1.)  Stephenie Meyers will withdraw all unsold copies of her Twilight series from the shelves, offer to buy-back all extant copies with an apology and a full refund, and retire to the country without ever speaking to a publisher again.  Unlike Napolean, if she leaves her metaphorical Elba, actual creatures of the night out there among our readership are encouraged to eat her.

Charlaine Harriss Sookie Stackhouse or Daytime TV?

Charlaine Harris's Sookie Stackhouse or Daytime TV?

2.)  HBO will recast Sookie Stackhouse with someone other than Anna Paquin.  Anna, I have nothing against you, and your presence in Hurlyburly was pitch-perfect.  But you are not Sookie Stackhouse, and this HBO production of Charlaine Harris’ novels — among the few well-devised modern vampyre stories — threatens to poison the well for ever and always.  There is other blame to go around, but the reform of True Blood must start somewhere.

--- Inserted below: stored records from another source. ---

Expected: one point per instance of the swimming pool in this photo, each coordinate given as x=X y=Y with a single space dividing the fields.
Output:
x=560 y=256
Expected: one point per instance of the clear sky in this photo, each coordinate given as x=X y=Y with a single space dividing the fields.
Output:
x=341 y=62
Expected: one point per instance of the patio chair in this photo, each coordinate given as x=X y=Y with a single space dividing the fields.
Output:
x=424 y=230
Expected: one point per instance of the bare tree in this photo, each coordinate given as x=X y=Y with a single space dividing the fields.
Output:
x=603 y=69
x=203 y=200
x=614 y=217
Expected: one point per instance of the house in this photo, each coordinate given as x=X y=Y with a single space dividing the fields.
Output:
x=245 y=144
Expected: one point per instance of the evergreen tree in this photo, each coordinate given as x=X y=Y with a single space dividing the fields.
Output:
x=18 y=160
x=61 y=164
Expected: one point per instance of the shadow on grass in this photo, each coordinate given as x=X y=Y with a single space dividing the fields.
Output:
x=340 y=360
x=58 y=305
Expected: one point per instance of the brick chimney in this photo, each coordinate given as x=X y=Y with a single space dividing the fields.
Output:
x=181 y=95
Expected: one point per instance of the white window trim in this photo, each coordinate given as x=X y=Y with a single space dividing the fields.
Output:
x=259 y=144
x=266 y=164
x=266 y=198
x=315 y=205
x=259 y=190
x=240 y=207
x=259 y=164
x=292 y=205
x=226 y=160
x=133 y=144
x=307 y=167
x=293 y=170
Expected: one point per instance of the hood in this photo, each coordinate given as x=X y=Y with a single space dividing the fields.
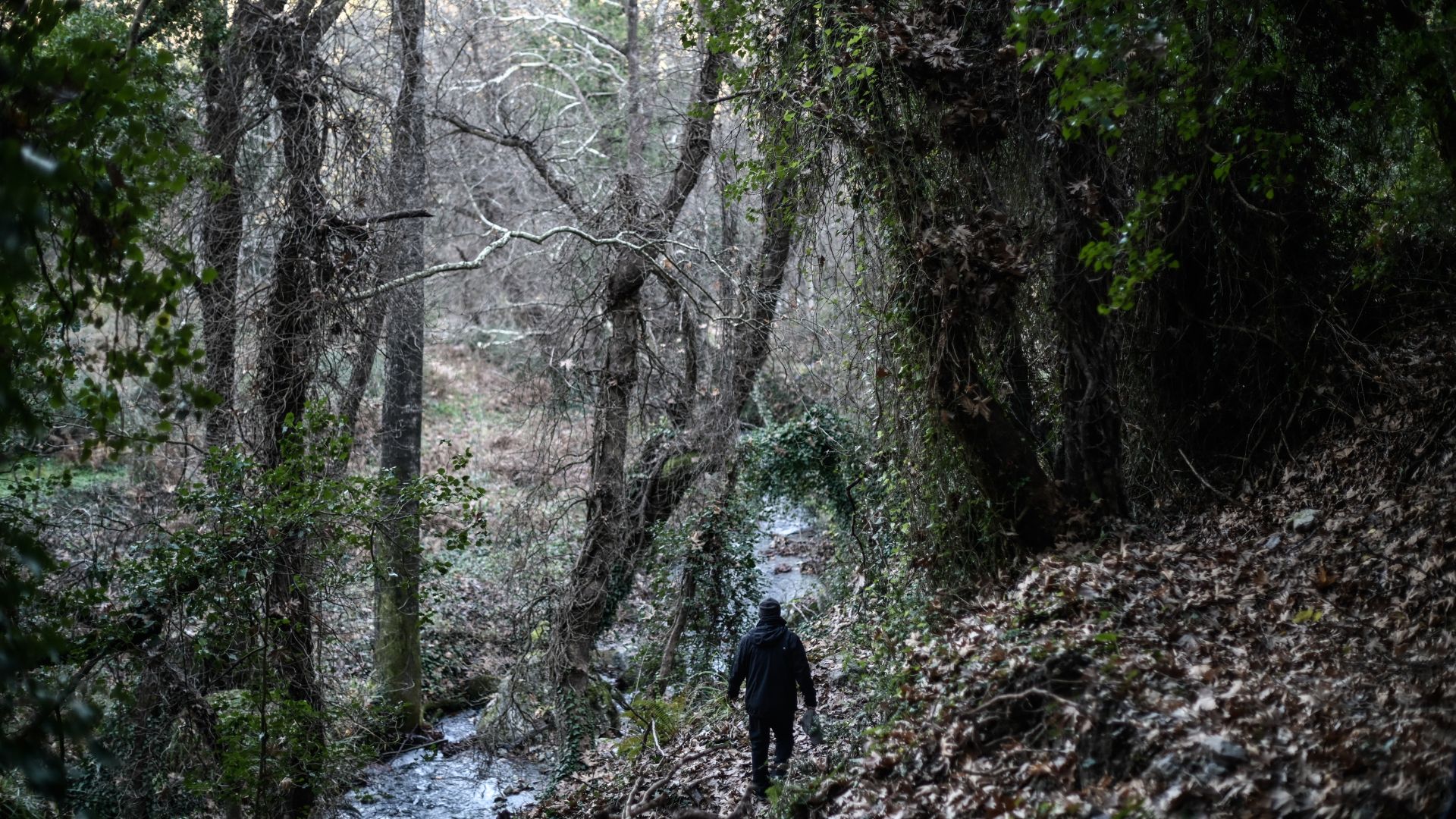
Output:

3.)  Buffy was wonderful, but Buffy is over.  No more “new” Buffy in any form.  Yes, Joss, that includes the comics.  She must die so that vampyres may evolve with the times and live again. Buffy deserves much of the credit for the popularity of vampyre fiction, which also means that she/you deserve much of the blame for the consumerist wave of genre dilluting garbage that’s out there now.  For it to stop, you have to do your part, too.  If you get bored, please pick Firefly back up again.  We all loved that…

Kindred: The Embraced (1996)

Kindred: The Embraced (1996)

4.)  If you are a young whipper-snapper out there hawking a vampyre comic/book/show/movie, please go watch the 1996 series Kindred: The Embraced.  God I wish they made series like this one which involves vampyres, explains them, gives them the characteristics of humanity and of the fearsome Other.  This series isn’t a panacea for the watered down junk that’s out there now, because it had some watery moments, too, but it’s a better roadmap for what’s possible with vampyres than what’s out there now.  That show knew, as Buffy did, that you couldn’t just say “vampire” and then reverse engineer a story that’s really the same as any other romance or comedy or action/thriller.

5.)  Which brings me to “lastly.”  Lastly, if you want to have a vampire in a story that’s essentially about something else, don’t.  Just don’t.  If you want to write about vampyres, then you need to have it be a story that is about vampyres, not just containing one because it’s easier to rely on the sticky millieu of lore out there than to write a character from stratch — “this guy is moody because he’s undead” is a lot easier than giving him a backstory, right?  Well, sorry, that’s banned now.  If there are vampyres in it, then it needs to be more than superficially a “vampyre story,” with enough lore and rationale and guts to commit to a vision of — not just a character — but a world where that character is possible and real and can not-live and not-breath.